Go to ICLR 2026 Conference homepageMetaFlow: A Meta Approach of Training LLMs into Generalizable Workflow Generators
Keywords: LLM Agent; Workflow Generation; Reinforcement learning; Meta Learning
TL;DR: We trains LLMs to generate reusable workflows for entire task classes, demonstrating strong generalization to unseen tasks and novel operators through meta-learning with verifiable execution feedback.

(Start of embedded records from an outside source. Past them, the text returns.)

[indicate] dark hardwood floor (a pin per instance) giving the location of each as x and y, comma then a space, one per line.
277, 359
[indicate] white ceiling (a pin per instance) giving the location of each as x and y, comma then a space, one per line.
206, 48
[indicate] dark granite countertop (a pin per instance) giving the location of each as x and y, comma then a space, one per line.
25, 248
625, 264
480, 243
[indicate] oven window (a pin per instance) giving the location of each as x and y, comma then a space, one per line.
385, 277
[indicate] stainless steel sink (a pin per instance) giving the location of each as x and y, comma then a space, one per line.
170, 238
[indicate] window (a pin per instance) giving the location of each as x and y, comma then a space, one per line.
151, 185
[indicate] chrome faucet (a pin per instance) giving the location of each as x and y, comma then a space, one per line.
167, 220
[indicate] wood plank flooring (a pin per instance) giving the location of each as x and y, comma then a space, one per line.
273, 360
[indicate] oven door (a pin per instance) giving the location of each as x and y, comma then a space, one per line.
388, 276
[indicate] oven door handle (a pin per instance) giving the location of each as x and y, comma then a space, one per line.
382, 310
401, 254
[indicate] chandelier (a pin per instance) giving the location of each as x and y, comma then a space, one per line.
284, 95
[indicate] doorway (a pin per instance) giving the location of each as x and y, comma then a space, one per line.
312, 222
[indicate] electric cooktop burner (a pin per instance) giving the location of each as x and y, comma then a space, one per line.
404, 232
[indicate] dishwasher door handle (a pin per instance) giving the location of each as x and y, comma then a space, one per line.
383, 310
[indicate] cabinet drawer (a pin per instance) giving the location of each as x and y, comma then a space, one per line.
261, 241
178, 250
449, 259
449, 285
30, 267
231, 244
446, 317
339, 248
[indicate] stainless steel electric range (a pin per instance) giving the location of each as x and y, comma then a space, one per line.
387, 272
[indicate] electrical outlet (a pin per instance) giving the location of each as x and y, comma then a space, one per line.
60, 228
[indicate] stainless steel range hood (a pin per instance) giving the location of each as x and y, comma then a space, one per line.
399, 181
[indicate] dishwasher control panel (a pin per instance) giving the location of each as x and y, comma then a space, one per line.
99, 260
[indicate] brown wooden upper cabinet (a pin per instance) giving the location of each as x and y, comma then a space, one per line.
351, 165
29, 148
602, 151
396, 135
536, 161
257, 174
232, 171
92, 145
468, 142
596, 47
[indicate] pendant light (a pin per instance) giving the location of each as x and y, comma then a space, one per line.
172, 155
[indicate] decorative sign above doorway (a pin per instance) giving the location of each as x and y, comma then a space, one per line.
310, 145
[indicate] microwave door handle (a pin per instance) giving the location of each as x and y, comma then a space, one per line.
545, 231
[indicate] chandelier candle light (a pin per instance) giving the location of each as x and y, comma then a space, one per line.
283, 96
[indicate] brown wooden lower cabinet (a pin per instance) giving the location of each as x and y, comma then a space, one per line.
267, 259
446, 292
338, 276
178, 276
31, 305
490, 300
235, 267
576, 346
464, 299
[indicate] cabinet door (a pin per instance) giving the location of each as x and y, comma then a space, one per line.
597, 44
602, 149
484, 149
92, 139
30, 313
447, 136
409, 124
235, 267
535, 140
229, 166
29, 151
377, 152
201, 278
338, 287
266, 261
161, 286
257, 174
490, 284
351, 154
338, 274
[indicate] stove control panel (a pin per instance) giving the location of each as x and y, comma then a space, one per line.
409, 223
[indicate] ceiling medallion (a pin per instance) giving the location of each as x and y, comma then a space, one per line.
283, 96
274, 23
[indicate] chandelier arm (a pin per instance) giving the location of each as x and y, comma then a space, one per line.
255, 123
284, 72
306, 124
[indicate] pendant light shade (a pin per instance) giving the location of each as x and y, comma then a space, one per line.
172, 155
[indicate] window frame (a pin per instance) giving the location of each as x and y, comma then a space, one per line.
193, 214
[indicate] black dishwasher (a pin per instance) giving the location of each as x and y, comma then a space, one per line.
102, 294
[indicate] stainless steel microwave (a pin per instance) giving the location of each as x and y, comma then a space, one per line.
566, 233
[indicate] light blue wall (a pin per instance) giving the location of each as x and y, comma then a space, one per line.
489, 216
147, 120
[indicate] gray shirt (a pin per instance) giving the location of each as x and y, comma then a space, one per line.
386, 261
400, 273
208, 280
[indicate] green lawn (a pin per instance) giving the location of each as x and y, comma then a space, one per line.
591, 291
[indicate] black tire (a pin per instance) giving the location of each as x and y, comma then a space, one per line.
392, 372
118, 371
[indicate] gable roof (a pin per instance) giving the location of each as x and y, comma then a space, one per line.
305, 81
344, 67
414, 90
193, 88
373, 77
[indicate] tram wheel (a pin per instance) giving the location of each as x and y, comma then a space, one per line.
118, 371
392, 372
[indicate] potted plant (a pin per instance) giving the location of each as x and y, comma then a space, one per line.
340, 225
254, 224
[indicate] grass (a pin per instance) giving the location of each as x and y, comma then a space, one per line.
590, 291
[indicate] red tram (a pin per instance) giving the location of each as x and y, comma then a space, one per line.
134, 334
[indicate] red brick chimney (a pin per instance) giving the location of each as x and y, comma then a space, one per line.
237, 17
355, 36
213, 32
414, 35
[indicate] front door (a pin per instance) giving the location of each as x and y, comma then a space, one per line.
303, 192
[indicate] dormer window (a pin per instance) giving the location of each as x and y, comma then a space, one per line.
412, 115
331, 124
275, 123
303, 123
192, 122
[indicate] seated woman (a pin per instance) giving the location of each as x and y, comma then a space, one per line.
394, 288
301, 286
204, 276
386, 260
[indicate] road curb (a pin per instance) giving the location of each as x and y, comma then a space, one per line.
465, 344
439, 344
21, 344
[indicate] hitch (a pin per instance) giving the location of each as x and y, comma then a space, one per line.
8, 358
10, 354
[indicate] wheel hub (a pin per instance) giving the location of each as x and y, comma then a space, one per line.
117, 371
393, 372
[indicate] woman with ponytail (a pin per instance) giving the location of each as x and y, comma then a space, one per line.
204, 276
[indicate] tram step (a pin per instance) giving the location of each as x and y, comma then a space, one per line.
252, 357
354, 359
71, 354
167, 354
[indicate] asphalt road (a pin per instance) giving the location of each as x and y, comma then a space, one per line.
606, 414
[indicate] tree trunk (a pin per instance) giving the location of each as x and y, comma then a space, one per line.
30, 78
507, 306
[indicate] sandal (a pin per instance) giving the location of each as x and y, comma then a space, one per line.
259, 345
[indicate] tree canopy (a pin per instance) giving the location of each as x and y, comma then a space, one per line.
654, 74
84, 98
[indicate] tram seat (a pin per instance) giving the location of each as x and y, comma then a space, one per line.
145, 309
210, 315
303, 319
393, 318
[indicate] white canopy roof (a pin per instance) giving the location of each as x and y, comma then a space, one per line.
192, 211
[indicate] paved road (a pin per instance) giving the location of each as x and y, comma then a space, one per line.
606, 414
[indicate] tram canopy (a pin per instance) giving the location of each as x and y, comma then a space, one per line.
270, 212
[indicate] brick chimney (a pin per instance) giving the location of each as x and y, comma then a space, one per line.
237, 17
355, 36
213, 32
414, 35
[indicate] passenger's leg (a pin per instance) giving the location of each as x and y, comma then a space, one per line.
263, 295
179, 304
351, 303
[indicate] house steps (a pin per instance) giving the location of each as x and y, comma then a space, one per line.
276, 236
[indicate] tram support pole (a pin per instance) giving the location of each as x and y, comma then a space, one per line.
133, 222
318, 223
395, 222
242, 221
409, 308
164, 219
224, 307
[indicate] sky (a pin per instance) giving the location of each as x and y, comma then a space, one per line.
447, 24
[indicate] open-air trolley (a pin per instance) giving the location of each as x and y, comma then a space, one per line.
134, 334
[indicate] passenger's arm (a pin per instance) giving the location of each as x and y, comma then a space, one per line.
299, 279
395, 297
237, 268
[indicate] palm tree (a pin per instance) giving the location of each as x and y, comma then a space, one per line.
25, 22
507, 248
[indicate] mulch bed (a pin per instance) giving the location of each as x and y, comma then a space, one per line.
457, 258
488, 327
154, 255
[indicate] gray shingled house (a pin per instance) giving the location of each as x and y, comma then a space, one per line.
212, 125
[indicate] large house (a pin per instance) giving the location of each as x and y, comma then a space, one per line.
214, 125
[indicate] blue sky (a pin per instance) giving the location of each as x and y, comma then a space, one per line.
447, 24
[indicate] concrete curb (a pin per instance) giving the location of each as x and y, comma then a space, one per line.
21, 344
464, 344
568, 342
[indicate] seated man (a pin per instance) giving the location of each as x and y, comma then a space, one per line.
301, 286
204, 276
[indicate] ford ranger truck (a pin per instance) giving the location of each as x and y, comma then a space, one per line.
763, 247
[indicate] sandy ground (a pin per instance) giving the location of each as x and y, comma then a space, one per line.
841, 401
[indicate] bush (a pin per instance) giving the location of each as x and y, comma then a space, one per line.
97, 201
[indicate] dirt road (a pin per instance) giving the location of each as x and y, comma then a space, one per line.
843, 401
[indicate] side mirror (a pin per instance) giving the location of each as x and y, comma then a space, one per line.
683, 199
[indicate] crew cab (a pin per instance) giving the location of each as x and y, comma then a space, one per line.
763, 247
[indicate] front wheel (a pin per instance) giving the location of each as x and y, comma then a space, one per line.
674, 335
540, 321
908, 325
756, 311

Abstract: Large language models (LLMs) excel across a wide range of tasks, yet their instance-specific solutions often lack the structural consistency needed for reliable deployment. Workflows that encode recurring algorithmic patterns at the task level provide a principled framework, offering robustness across instance variations, interpretable traces for debugging, and reusability across problem instances. However, manually designing such workflows requires significant expertise and effort, limiting their broader application. While automatic workflow generation could address this bottleneck, existing methods either produce instance-specific solutions without learning task-level patterns, or cannot generalize beyond their training configurations. We present MetaFlow, which casts workflow generation as a meta-learning problem: given a task and an operator set, the model learns to compose solution strategies. MetaFlow trains in two stages—supervised fine-tuning on synthetic workflow data, followed by reinforcement learning with verifiable rewards (RLVR) that uses execution feedback across problem instances in the task to improve end-to-end success. The resulting model produces effective workflows for trained tasks and exhibits strong generalization to untrained tasks and novel operator sets. Across benchmarks in question answering, code generation, and mathematical reasoning, MetaFlow achieves performance comparable to state-of-the-art baselines on in-domain tasks with single inference, while demonstrating remarkable zero-shot generalization capabilities on out-of-domain tasks and operator sets.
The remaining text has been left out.